共同通信によると高市政権の滑り出しは好調だったようだ。このところ「新しい資本主義」や「楽しい資本主義」といったよくわからないスローガンではなく、明確で力強い国家像を示した点が高評価されたのだろう。
高市政権には重要な歴史的意義があると感じる。アベノミクスを完成させ「やはりアベノミクスは失敗だった」という事実を明らかにしなければならない。そのためには初期の高い支持率が極めて重要である。
共同通信が「高市内閣支持率64%」と書いている。岸田総理は「新しい資本主義」で国民を困惑させたが、それに比べれば「強い日本を諦めない」というスローガンは好ましく感じられたのだろう。
日本人は強くて大きいものが好きだ。
経済政策は需要喚起型のものになりそうだ。国が重点政策を決めて集中投資を行う。そのためには財源が必要となり財政拡張的となる。
この積極財政を支えるために大蔵省主計官を担当した片山さつき氏が財務大臣に就任した。主計官は各官庁の予算を厳しく査定する政府側の責任者である。高市総理から片山財務大臣に対する指示は「経済再生と財政健全化の両立」だった。
またこれとは別に高市政権は「税と社会保障の一体改革」のために国民会議を設立するとしている。
経済政策は需要喚起型のものが多い。労働制約を改善するための処方箋もあることはあるのだがあまり強い内容とは言えない。財政拡大に対する期待は株高と円安をもたらしている。政府主導で強い需要を喚起し円安が進めば経済対策によって物価高が刺激されるという悪循環が作られるだろう。
この間、野党の経済対策についても研究してきた。蓮舫氏のXの投稿が典型的だが継続的に「物価高対策」を求めている。これは物価の安定ではなく財政的な支援に対する期待なのだと考えると、おそらく立憲民主党はは高市政権の政策がインフレを喚起するであろうということを理解しておらず、議論の基礎となる知識もないようにおもえる。
REUTERSの取材によると牧原出氏は次のように分析している。高市総理の個人の思いつきと思い込みによって左右される危うい政権運営でありその時々の野党との「短期的なディール」 によって思いつきの方向性が左右される。

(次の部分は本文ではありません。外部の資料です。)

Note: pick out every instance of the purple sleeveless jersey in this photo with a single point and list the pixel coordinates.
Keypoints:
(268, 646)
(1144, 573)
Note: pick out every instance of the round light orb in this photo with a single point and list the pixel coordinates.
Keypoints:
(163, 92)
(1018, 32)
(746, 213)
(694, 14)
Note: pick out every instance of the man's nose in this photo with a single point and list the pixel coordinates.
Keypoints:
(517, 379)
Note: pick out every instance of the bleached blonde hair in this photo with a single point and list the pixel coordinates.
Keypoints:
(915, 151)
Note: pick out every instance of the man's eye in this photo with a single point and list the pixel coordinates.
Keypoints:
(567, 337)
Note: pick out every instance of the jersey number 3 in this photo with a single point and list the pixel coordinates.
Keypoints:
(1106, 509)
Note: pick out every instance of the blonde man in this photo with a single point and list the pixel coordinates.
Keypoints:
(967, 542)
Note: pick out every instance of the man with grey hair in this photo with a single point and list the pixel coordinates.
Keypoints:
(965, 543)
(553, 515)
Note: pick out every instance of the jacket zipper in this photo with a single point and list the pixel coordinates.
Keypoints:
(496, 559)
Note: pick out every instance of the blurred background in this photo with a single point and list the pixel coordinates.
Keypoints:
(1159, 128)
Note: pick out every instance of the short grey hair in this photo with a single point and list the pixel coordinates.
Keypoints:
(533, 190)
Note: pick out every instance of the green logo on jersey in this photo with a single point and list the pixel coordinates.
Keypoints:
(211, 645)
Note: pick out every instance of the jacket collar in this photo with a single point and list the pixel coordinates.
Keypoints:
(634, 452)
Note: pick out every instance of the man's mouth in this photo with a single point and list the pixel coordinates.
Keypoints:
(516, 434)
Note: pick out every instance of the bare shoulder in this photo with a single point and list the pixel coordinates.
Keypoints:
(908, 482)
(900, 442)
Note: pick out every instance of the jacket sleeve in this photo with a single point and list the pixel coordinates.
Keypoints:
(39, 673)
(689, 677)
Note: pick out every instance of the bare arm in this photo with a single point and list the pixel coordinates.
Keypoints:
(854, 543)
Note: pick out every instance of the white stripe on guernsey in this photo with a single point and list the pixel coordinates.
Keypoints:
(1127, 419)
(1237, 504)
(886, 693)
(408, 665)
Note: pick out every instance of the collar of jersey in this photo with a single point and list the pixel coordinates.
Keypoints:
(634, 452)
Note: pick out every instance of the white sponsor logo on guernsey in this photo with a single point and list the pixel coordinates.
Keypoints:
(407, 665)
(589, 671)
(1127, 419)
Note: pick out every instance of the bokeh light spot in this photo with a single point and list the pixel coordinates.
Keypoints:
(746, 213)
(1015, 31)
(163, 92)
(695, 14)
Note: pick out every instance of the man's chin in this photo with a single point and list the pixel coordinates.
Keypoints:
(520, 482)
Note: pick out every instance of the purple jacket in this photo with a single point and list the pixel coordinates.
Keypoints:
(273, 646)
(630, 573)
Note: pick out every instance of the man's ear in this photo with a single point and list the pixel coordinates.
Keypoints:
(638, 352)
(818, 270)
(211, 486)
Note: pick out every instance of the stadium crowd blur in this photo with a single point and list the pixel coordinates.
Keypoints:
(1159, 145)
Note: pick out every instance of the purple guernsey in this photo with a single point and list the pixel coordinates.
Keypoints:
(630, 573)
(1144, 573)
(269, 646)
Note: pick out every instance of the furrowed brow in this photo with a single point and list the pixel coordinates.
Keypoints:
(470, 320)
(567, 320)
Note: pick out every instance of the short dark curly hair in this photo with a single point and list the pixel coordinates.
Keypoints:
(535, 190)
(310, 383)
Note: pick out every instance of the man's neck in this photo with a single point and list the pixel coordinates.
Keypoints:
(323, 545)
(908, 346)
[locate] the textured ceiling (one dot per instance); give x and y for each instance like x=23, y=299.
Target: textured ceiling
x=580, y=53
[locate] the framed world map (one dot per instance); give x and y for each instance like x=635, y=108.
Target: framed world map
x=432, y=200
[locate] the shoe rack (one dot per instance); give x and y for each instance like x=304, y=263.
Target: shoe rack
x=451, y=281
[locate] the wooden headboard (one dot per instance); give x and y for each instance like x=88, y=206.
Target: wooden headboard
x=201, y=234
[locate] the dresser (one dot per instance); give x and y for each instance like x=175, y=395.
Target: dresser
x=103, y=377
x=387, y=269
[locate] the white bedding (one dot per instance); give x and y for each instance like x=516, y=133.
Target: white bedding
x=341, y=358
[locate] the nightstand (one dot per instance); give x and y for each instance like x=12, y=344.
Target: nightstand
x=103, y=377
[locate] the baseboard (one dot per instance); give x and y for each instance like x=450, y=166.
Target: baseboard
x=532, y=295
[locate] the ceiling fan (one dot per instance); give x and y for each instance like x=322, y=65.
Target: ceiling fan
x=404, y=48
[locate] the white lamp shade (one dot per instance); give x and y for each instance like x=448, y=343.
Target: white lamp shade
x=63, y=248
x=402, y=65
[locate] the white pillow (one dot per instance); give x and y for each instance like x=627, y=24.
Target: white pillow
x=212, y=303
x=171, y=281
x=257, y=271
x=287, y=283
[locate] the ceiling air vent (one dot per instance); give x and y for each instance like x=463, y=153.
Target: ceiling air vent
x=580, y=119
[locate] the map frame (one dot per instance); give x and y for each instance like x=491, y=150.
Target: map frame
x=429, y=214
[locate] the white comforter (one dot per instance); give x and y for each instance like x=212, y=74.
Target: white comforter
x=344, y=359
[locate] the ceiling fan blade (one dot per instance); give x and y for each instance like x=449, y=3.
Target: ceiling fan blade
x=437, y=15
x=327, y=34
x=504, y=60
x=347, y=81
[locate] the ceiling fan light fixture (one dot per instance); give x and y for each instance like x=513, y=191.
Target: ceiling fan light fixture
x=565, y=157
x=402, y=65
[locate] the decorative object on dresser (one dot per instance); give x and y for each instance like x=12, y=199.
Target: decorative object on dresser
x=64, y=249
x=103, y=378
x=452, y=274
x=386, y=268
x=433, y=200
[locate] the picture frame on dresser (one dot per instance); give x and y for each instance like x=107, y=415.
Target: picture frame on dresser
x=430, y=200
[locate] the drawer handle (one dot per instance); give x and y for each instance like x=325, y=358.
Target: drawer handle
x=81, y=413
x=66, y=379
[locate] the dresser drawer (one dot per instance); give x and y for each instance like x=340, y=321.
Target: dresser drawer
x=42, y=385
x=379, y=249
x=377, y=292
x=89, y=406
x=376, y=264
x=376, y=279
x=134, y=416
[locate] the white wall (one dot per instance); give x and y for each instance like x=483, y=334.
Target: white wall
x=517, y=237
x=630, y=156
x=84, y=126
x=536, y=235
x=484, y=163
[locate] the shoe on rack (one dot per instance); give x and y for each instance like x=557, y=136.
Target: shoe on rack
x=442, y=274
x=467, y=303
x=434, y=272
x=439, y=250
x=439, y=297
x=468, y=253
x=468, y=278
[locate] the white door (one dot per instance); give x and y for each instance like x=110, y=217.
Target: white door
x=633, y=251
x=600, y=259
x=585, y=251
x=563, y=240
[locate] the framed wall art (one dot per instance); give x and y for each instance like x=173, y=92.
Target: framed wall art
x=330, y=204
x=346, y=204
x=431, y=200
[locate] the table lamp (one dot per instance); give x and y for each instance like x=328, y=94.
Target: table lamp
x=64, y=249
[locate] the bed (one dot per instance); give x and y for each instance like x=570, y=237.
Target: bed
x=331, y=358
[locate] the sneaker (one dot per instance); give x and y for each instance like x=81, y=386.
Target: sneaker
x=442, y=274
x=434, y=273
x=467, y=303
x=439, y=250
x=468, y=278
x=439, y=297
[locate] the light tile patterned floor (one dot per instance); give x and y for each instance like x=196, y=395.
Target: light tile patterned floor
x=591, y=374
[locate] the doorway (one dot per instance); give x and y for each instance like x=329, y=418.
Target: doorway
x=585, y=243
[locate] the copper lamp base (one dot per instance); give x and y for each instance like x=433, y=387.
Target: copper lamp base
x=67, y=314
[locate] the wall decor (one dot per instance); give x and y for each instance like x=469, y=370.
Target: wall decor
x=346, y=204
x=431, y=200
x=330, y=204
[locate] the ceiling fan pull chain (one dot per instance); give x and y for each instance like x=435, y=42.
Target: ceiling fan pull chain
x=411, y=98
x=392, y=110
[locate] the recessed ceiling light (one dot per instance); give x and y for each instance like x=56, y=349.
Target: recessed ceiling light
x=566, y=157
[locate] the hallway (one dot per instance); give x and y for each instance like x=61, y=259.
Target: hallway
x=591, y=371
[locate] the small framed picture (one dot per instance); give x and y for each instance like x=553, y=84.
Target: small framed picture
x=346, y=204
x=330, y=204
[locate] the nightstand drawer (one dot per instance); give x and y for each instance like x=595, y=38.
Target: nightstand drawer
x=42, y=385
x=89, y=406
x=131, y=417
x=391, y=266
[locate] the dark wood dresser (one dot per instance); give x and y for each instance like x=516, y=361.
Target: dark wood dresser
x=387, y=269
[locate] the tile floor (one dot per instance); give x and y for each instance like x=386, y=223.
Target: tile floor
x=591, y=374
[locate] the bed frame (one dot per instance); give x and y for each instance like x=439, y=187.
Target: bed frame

ただ、基本的には難しいかじ取りになるだろう。維新など党外の要素はもちろんだが、そもそも高市氏のリーダーシップが今のところ見えない。なんでも1人で決めている感もあり、周辺に優秀なスタッフがいるのかどうかも疑問だ。高市氏個人は秀才ではあるのだろうが、政治家としての幅が非常に狭い印象もある。
インタビュー:高市新政権、「なんちゃって連立」で変わる政策決定プロセス=東大・牧原教授(REUTERS)
前の投稿で触れた「日本の再成長のために必要な処方箋」は次のようにまとめた。日本は収奪国家化を防ぎ、思い切った構造改革による再成長を目指すべきである。さらに国家は選択的な投資をするのではなく、イノベーションサイクルの「卵と死期」の面倒を見るべきだ。
- 国家はなぜ衰退するのか(上):権力・繁栄・貧困の起源 (ハヤカワ文庫 NF 464) 文庫 – 2016/5/24
- 国家はなぜ衰退するのか(下):権力・繁栄・貧困の起源 (ハヤカワ文庫 NF 465) 文庫 – 2016/5/24
もともとの維新の大前研一氏の着想は「地域同士の競い合いを通じて経済成長コンペを行う」というものだった。このためには地域に権限を委譲する道州制が必要であると訴えたのである。しかしながら維新は「大阪に対する利権誘導政党」に変質した。日本に地方分権と地域間競争という新しい価値観は根付かなかった。
高市政権は国家が集中的に投資を管理すれば国家は再び成長するであろうという思い込みに支えられるばかりか、外国人排斥色が強く女性を旧来型の「イエ」に閉じ込めたいという願望も持つ。労働者は管理されるべき存在で国や企業の方針に従って大人しく生産活動やエッセンシャルワークをこなしていればいい。
つまり、イノベーションセオリー的に見れば自民党と維新の国家政策は国家の自殺に向けた効率的な処方箋である。
ではこれは悪いことなのか?ということになる。
岸田政権と石破政権は安倍路線を密かに修正しようとしてきたが国民は「まだまだ安倍路線は有効なのではないか」と信じるようになった。これを払拭するためには一度気が済むまで安倍路線を継承してみるのが良いのではないか。
日本の経済復興はすべてが焼き尽くされた「第二次世界大戦の焼け跡」から始まっている。つまり灰燼を目の当たりにしてはじめて納得感が得られるのである。歴史の教訓ではなく現状を目の当たりにして初めて気がつく人が多いということになる。